Un de ces engagements s’exprime concrètement à travers la politique touristique menée par le pays. Pour ne pas basculer dans le tourisme de masse qui nuirait aux traditions ancestrales et à l’environnement, l’obtention de visa ne se fait que par le biais d’une agence locale. Une tarification journalière de 250 dollars par personne permet de générer des revenus importants tout en limitant le nombre de touristes, donc leur impact sur le pays.

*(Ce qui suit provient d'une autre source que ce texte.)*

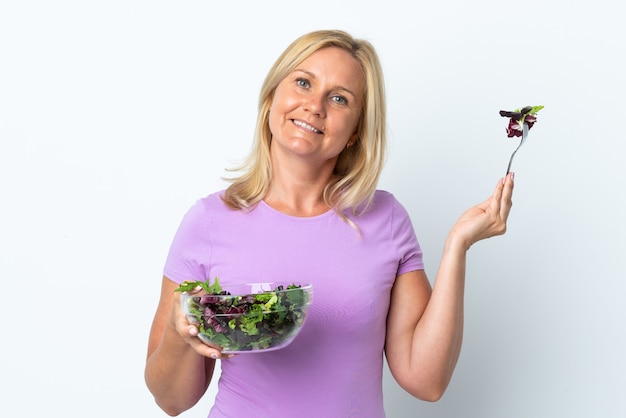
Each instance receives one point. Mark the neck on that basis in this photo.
(297, 188)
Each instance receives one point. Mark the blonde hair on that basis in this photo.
(358, 167)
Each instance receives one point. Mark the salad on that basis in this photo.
(249, 321)
(519, 117)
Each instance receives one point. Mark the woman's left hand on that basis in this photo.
(486, 219)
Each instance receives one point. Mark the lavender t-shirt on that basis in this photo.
(334, 366)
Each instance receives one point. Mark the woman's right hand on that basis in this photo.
(189, 331)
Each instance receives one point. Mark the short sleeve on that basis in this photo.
(409, 250)
(190, 248)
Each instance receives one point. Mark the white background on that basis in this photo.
(116, 116)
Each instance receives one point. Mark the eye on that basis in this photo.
(303, 82)
(339, 100)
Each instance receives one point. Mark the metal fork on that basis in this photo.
(524, 136)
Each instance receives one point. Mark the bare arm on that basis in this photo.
(424, 327)
(179, 367)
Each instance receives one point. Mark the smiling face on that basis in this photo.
(316, 108)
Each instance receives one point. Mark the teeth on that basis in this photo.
(306, 126)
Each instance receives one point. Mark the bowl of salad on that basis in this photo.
(248, 317)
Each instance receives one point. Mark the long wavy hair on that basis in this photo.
(357, 171)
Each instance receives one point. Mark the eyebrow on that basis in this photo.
(311, 75)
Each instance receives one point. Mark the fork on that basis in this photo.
(524, 136)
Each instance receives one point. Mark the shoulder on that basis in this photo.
(384, 200)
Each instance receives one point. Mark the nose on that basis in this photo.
(316, 104)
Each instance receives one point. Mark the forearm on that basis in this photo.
(425, 327)
(176, 374)
(438, 336)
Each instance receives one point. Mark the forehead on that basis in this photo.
(335, 66)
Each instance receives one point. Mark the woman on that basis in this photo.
(305, 208)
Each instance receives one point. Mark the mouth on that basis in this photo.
(306, 126)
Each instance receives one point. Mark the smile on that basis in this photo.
(306, 126)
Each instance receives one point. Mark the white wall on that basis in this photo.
(116, 116)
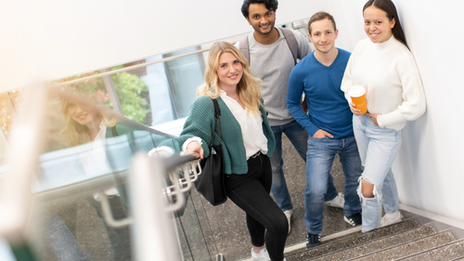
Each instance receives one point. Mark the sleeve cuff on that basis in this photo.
(189, 140)
(162, 152)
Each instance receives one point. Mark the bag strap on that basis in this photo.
(217, 120)
(291, 42)
(289, 37)
(244, 48)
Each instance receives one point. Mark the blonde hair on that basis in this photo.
(248, 88)
(73, 132)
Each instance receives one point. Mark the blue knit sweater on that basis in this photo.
(328, 109)
(200, 123)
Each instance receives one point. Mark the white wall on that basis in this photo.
(429, 169)
(52, 39)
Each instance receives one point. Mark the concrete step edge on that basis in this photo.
(331, 255)
(396, 246)
(435, 248)
(337, 238)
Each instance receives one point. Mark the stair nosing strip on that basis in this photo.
(380, 238)
(434, 248)
(391, 247)
(302, 245)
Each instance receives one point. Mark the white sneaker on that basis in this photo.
(288, 214)
(262, 256)
(391, 218)
(337, 202)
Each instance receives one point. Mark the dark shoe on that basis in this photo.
(354, 220)
(313, 240)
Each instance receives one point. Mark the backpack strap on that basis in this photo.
(289, 37)
(291, 41)
(244, 48)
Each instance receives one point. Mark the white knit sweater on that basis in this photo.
(390, 76)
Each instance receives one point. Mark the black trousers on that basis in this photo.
(265, 220)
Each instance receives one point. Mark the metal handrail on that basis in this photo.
(174, 193)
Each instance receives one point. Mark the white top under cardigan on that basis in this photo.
(251, 126)
(391, 78)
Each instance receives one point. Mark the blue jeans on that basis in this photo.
(265, 220)
(320, 157)
(378, 148)
(298, 136)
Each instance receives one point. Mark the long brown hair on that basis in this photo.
(248, 88)
(388, 7)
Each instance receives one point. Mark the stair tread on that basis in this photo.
(449, 251)
(381, 243)
(411, 247)
(352, 240)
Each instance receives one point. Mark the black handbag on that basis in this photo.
(211, 181)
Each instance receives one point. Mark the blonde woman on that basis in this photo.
(247, 143)
(83, 122)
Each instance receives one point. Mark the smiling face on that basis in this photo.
(229, 71)
(261, 19)
(377, 25)
(323, 35)
(81, 114)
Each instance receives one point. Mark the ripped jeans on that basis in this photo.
(378, 148)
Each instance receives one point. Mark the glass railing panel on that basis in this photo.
(88, 151)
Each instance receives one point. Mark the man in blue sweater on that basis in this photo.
(328, 122)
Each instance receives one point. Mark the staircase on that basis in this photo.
(415, 238)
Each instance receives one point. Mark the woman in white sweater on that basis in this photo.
(385, 67)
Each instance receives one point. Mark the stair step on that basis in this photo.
(449, 251)
(403, 250)
(352, 240)
(381, 243)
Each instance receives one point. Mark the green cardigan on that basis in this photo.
(200, 123)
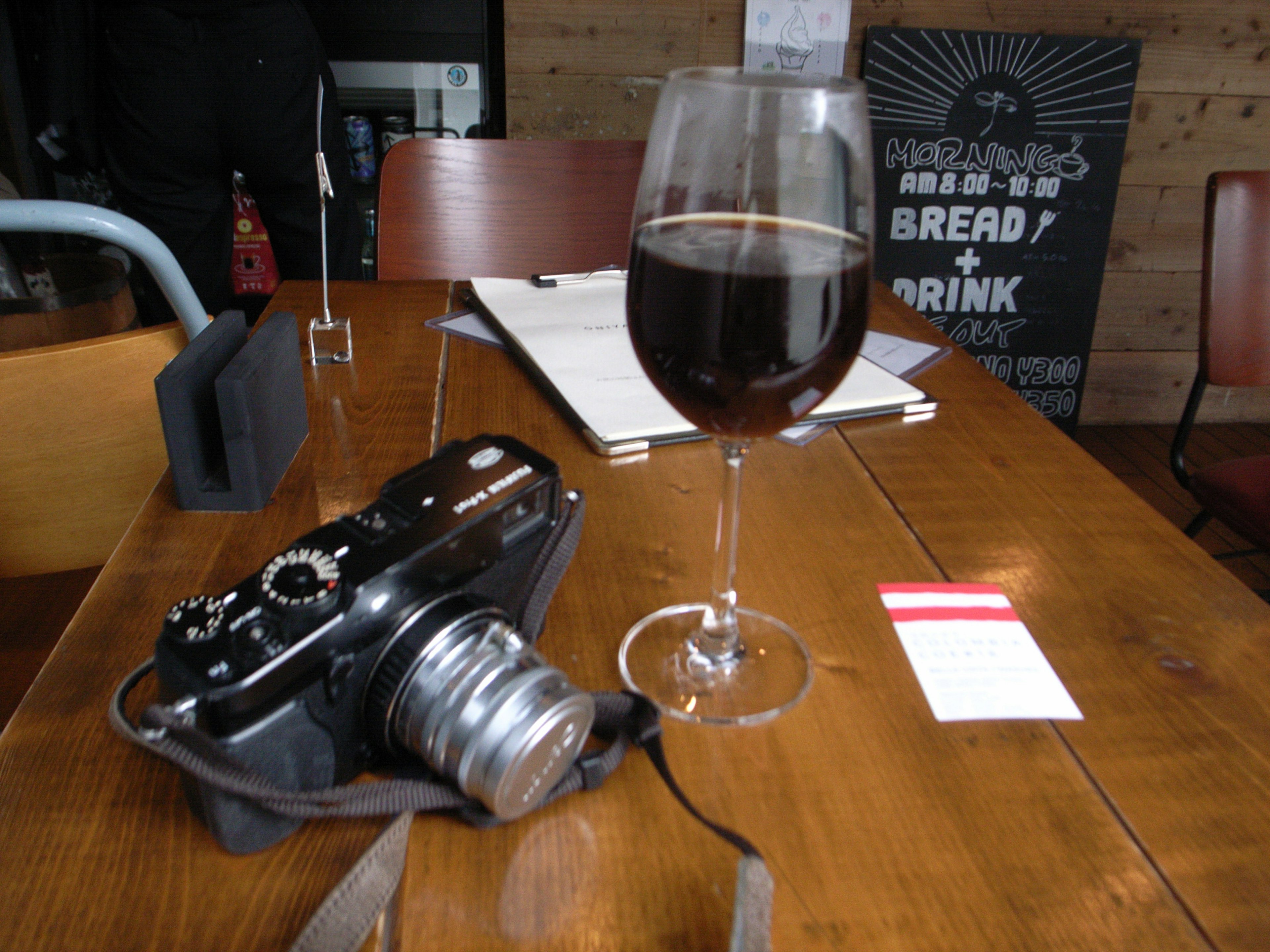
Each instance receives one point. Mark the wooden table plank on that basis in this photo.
(1164, 652)
(97, 846)
(884, 828)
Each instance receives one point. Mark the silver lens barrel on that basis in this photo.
(465, 692)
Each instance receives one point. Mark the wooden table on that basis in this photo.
(1143, 827)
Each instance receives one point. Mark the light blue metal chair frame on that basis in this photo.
(91, 221)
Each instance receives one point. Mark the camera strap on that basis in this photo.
(349, 913)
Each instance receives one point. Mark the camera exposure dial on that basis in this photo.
(195, 619)
(302, 580)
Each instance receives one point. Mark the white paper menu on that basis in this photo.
(972, 655)
(576, 336)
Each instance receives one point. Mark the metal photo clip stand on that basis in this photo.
(325, 325)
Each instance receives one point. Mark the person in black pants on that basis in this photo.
(198, 89)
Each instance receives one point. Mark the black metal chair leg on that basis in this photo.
(1198, 524)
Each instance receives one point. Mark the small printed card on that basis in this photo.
(972, 655)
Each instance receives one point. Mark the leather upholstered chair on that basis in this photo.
(505, 209)
(1234, 348)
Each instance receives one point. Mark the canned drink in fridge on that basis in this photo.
(396, 129)
(361, 146)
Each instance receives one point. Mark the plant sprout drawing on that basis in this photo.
(995, 101)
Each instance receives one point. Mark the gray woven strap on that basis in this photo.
(350, 912)
(347, 916)
(172, 737)
(549, 567)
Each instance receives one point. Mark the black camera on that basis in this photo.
(387, 635)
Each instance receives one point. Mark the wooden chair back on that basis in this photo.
(83, 446)
(505, 209)
(1235, 305)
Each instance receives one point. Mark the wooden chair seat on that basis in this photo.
(505, 209)
(83, 446)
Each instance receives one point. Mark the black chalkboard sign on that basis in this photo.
(997, 159)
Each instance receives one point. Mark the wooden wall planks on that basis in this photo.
(590, 70)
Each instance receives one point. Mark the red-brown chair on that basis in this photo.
(505, 209)
(1234, 348)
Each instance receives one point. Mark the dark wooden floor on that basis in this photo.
(1140, 457)
(35, 611)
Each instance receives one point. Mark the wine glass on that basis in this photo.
(747, 301)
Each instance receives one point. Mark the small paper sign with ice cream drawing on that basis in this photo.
(806, 37)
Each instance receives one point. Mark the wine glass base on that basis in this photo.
(770, 674)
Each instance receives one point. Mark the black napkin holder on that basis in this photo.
(234, 413)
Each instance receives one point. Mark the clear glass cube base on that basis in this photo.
(331, 341)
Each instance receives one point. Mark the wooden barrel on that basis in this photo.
(93, 300)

Phobjikha, vallée immaculée
A environ 130 km à l’Ouest de Thimphu, la capitale, se trouve la magnifique vallée de Phobjikha perchée à 3000m d’altitude. Au cœur de ce décor enchanteur, le monastère de Gangtey, entouré de fermes traditionnelles et de forêts denses, illustre le caractère préservé et spirituel de la région. Chaque année à l’automne on se réjouit de l’arrivée des grues à cou noir. Venues du Tibet pour se réfugier pendant l’hiver dans cette vaste vallée glaciaire, elles sont sacrées depuis toujours pour les bhoutanais. Leur apparition coïncide traditionnellement avec la fin de la saison des moissons. Dans les croyances locales, les grues sont aussi la réincarnation de deux dieux protecteurs de la vallée. Ces oiseaux gracieux feraient trois fois le tour du monastère de Gangtey pour honorer les lieux et demander protection pendant leur séjour.

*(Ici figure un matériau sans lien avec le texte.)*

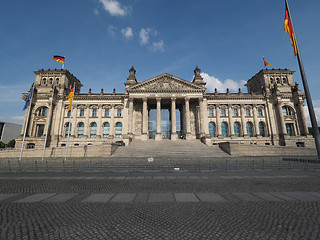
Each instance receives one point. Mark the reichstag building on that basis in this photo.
(167, 107)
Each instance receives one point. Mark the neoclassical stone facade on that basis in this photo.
(167, 107)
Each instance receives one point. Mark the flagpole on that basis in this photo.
(27, 122)
(48, 122)
(65, 158)
(307, 93)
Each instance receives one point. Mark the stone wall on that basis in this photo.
(103, 150)
(235, 149)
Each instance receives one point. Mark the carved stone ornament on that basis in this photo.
(166, 83)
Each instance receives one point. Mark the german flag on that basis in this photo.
(58, 59)
(289, 29)
(70, 98)
(265, 62)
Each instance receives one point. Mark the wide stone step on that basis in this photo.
(168, 148)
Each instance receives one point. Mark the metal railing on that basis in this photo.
(125, 164)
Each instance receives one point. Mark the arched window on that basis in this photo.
(67, 127)
(262, 129)
(210, 112)
(106, 129)
(43, 112)
(40, 130)
(93, 130)
(236, 127)
(287, 111)
(118, 129)
(290, 129)
(119, 112)
(224, 129)
(80, 129)
(249, 126)
(106, 113)
(94, 112)
(212, 129)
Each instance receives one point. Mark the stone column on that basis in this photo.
(218, 124)
(201, 113)
(99, 123)
(282, 127)
(243, 121)
(130, 119)
(144, 119)
(174, 135)
(86, 123)
(112, 123)
(303, 120)
(255, 120)
(73, 120)
(187, 117)
(158, 134)
(230, 113)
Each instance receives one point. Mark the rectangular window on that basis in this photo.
(94, 112)
(119, 113)
(223, 112)
(106, 113)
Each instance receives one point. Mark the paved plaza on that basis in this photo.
(160, 205)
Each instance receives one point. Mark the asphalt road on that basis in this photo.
(189, 205)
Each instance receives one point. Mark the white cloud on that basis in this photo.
(12, 93)
(96, 11)
(112, 31)
(114, 7)
(127, 32)
(158, 46)
(144, 36)
(213, 82)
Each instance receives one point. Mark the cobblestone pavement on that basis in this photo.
(191, 205)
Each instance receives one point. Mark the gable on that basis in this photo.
(166, 83)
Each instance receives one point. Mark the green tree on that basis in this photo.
(12, 143)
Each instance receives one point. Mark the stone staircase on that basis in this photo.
(168, 148)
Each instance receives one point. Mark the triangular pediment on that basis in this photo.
(166, 83)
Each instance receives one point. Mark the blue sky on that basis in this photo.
(102, 39)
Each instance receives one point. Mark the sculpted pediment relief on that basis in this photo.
(166, 83)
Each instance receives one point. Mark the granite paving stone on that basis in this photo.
(35, 197)
(61, 197)
(246, 197)
(98, 197)
(160, 197)
(210, 197)
(185, 197)
(301, 196)
(123, 197)
(266, 196)
(6, 196)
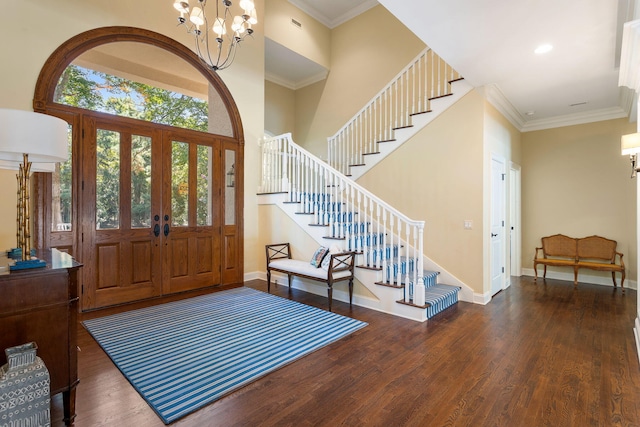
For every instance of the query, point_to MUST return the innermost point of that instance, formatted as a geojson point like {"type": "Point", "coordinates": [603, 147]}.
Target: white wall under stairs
{"type": "Point", "coordinates": [380, 298]}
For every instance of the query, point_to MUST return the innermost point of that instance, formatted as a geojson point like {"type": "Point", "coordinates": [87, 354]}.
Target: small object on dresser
{"type": "Point", "coordinates": [24, 388]}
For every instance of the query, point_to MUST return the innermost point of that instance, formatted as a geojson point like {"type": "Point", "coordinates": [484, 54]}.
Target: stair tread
{"type": "Point", "coordinates": [402, 127]}
{"type": "Point", "coordinates": [440, 96]}
{"type": "Point", "coordinates": [433, 298]}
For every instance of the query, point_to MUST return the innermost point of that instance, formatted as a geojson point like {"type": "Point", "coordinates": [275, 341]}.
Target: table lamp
{"type": "Point", "coordinates": [27, 137]}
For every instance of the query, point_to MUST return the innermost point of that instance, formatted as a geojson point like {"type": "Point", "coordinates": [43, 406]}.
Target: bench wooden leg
{"type": "Point", "coordinates": [268, 281]}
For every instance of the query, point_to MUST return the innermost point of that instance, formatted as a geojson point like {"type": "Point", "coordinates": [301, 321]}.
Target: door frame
{"type": "Point", "coordinates": [43, 102]}
{"type": "Point", "coordinates": [502, 235]}
{"type": "Point", "coordinates": [515, 220]}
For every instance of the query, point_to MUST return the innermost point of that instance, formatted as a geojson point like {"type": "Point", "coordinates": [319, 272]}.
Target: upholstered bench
{"type": "Point", "coordinates": [593, 252]}
{"type": "Point", "coordinates": [334, 267]}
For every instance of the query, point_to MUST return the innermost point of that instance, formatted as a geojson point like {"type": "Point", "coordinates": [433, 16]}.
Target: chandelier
{"type": "Point", "coordinates": [217, 39]}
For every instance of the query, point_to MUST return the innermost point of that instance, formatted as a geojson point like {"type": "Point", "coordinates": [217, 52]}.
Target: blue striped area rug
{"type": "Point", "coordinates": [185, 354]}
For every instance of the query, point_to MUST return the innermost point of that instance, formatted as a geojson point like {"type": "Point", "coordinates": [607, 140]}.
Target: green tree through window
{"type": "Point", "coordinates": [97, 91]}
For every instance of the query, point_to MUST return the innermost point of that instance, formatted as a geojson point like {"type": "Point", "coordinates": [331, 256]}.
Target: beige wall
{"type": "Point", "coordinates": [279, 109]}
{"type": "Point", "coordinates": [575, 182]}
{"type": "Point", "coordinates": [366, 53]}
{"type": "Point", "coordinates": [437, 176]}
{"type": "Point", "coordinates": [313, 40]}
{"type": "Point", "coordinates": [29, 42]}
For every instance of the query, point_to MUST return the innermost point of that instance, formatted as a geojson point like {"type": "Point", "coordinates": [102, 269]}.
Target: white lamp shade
{"type": "Point", "coordinates": [197, 16]}
{"type": "Point", "coordinates": [42, 137]}
{"type": "Point", "coordinates": [630, 144]}
{"type": "Point", "coordinates": [35, 167]}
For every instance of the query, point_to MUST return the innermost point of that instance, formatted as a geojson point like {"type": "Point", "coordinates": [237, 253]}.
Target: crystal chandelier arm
{"type": "Point", "coordinates": [226, 42]}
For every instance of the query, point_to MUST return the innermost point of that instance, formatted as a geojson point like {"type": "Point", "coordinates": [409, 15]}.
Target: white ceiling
{"type": "Point", "coordinates": [491, 43]}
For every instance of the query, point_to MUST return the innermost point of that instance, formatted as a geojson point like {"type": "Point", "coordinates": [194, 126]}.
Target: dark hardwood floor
{"type": "Point", "coordinates": [536, 355]}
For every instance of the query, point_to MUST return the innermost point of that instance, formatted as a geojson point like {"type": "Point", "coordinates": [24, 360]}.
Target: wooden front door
{"type": "Point", "coordinates": [150, 221]}
{"type": "Point", "coordinates": [191, 211]}
{"type": "Point", "coordinates": [120, 217]}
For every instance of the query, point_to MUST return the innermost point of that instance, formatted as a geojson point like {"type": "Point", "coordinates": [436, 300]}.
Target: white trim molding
{"type": "Point", "coordinates": [630, 56]}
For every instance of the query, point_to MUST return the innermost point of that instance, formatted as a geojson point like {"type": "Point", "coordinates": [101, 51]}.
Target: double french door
{"type": "Point", "coordinates": [152, 211]}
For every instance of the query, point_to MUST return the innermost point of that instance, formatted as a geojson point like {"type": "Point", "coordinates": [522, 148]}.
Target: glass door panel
{"type": "Point", "coordinates": [192, 239]}
{"type": "Point", "coordinates": [107, 179]}
{"type": "Point", "coordinates": [122, 250]}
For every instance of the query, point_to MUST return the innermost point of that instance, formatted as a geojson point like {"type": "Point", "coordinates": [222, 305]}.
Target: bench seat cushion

Au tournant du XXIe siècle, les mutations de l’agriculture traditionnelle ont un impact négatif sur cette grande zone humide de migration. Les grues à cou noir deviennent une espèce en voie de disparition. Les populations locales doivent relever un nouveau défi, concilier leur respect pour cet oiseau face au développement économique croissant, tout en préservant leur mode de vie.
Un festival, des solutions
La Société Royale pour la Protection de la Nature (RSPN), grand acteur en matière de protection environnementale au Bhoutan, informe et sensibilise les populations locales à la sauvegarde de ces oiseaux rares. Depuis 1998, dans la cour du monastère de Gangtey, cette ONG organise chaque année le festival des grues à cou noir. Cet évènement est une excellente manière d’exprimer les traditions culturelles du Bhoutan ainsi que les enjeux actuels de préservation et de développement.
Eduquer
… et sensibiliser tout en faisant profiter les habitants d’un revenu complémentaire grâce au festival, la démarche fonctionne ! Tout le monde participe aux danses, les écoliers miment le ballet gracieux des grues dans leur costume original, les moines admirent le spectacle et les visiteurs soutiennent l’économie locale en séjournant chez l’habitant. La communauté locale de la vallée de Phobjikha réalise qu’en préservant son écosystème, notamment en refusant pesticides et engrais chimiques, elle protège ses oiseaux sacrés, perpétue ses traditions et attire les visiteurs étrangers en quête d’expérience authentique.
Participer au festival des grues à cou noir est une manière de soutenir ce projet unique d’écotourisme. Et si jamais vous souhaitez observer ces fameux migrateurs au long cou, rendez-vous au télescope du centre d’information installé à quelques kilomètres du monastère.